Hi all,
I just wanted to do an honest post to share that I am struggling. So much is going on and I feel like I'll never get my chance.
A BIT OF BACKGROUND:
Due to coming out of a long term relationship and spending 3 years single to work on myself, I met my other half later on in my life. We have been together for 2 years now and hes amazing. In January we started to look for our first home together. We werent successful due to lockdown shutting everything down. In January I also found out I had ovarian cysts (2 large ones on both ovaries) that need draining to remove them. Of course, the keyhole surgery is delayed due to Covid19. At the beginning of this month (July) we found our perfect place. Our plan was to find a home, get engaged and to start our family in together. He was then made redundant all of a sudden quite savagely. So our home fell through we are back to the drawing board and who knows when he will find a job again and then eork 3 months for the payslips as evidence. I am having a pre-op next week and only then I will be given a date for surgery. I have been pre-warned that there is a lengthy waiting list so I could be waiting until the end of the year.
I am feeling hugely deflated now.
I am 35 soon and I feel that its never going to happen for me. I always wanted to meet the one I was going to marry (and I truly believe I have found him) but there has been knock after knock along the way delaying our progress. We really do want children but I always wanted to marry first (culturally its important to me) but now I'm not so sure I care. I mean I do care and I will always want to be married to the father of my future kids as I've grown up in a single parent family but right now we cant even progress because my job is lower paid and hes brutally been made redundant. We have stopped our house searches, we can't try for a baby as we currently dont live together and I have no idea when I'll have a date for an op. Theres no speak of possibly getting hitched or anything. I travel up to his or he travels over to me every weekend (he lives with a flatmate and I live with my parents).

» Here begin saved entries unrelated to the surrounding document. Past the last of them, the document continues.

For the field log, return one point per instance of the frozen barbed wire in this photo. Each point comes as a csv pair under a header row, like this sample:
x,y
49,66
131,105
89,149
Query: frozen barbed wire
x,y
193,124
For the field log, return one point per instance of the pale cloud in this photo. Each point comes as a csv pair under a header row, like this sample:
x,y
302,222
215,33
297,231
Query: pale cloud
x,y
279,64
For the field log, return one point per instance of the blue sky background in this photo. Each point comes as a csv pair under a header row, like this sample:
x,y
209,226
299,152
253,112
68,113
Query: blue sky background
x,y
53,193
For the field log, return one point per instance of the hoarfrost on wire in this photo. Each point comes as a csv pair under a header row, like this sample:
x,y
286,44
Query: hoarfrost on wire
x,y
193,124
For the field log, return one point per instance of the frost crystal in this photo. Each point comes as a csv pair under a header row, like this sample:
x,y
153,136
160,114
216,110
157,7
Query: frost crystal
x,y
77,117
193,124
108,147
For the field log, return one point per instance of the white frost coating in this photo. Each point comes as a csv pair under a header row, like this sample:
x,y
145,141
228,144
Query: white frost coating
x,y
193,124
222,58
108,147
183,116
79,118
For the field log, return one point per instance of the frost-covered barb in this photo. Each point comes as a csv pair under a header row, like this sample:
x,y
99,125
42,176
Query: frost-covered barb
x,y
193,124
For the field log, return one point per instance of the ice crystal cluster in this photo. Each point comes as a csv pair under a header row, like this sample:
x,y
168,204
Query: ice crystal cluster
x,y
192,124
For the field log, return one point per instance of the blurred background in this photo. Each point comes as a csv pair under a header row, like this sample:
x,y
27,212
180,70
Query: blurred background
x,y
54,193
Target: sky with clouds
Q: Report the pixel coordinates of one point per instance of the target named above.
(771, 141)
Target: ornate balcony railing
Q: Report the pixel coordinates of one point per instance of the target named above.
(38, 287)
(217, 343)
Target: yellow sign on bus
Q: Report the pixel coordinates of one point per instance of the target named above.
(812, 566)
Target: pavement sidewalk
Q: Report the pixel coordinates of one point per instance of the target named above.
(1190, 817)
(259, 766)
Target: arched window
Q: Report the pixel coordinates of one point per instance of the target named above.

We have a solid relationship but it's the outside factors messing up our progress and it feels heartbreaking. I had quite a difficult past with an ex so to finally feel 100% confident and comfortable with myself and my now relationship is amazing but we want to desperately take those next steps and we dont know how or when or if it will ever happen for us.
As a woman who is heading for 35 soon, I already feel it may be too late or will be difficult to concieve, hold a pregnancy etc.
I suppose I'm looking for some solace maybe? I don't know. Maybe to hear inspiring stories of first time mums after the age of 35+?